Such a great start and better than I might have written had I just posted my own ideas.

I loved Lissa's list.

For me, children have the following qualities that deserve to be recognized and acknowledged (and affirmed!):

curiosity

a desire for competence
(they want to be capable at what they do)

fresh perspectives
(they speak honestly especially when they are young... this honesty can embarass adults, but it can be key to understanding something in a new way if attended to... Examples: "Why do we always look at pictures of flowers instead of just growing some ourselves?" or "How come Grandma never smiles at Grandpa?")

eager

want their work to be important and real
(real means that other people bigger than them do it too... I remember when Noah had to learn fractions, I didn't remember anything about them. I took the book, went to another room, figured it all out and came back to teach him. He said, "Oh I get it. Fractions are for when you are in fourth grade and have a book but you will never use them again." Needless to say, I had to think about whether or not I ever used fractions... happy to say I discovered I did and we moved quickly into real life and out of the book.)

can multi-task - even with noise!
(can listen to music and do math, want to play complicated games that require managing lots of data, will clean their bedrooms and listen to books on tape)

are happier to do things with parents than by themselves

can take on difficult tasks if there is a reward
(either intrinsic - beat the level, or extrinsic - soda after mowing!)

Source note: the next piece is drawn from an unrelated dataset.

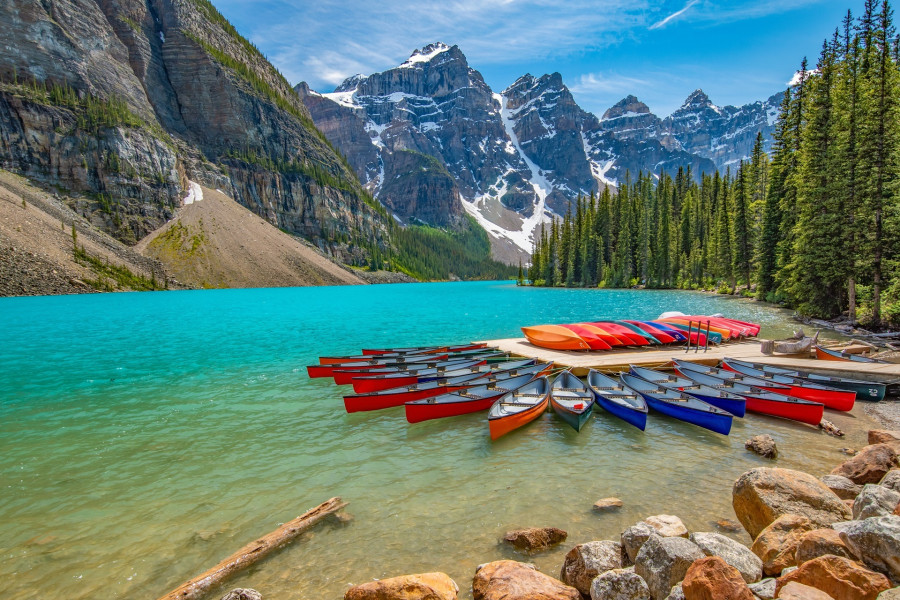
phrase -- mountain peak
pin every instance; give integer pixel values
(425, 54)
(628, 104)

like to narrate their lives to someone somewhere

are often compassionate toward underdogs

--

Stuff that is harder to affirm but is still true

less able to think of alternatives to one way of doing something

low tolerance for intrusions on their plans

hard time waiting for what they want

unaware of a bigger picture (at times)

interpret life through a limited perspective

trust and believe their parents are right
(this one is good and well for most of life but cna be tricky in the teen years when alternate perspectives challenge the one they have always accepted)

universalizing their experiences to others
(thinking that if they don't like something, no one else will either; conversely if they think it is good, then who could dislike it?)

Well, that's as many as I can think of for now.

We might want to add: what do we think children want? What do they need?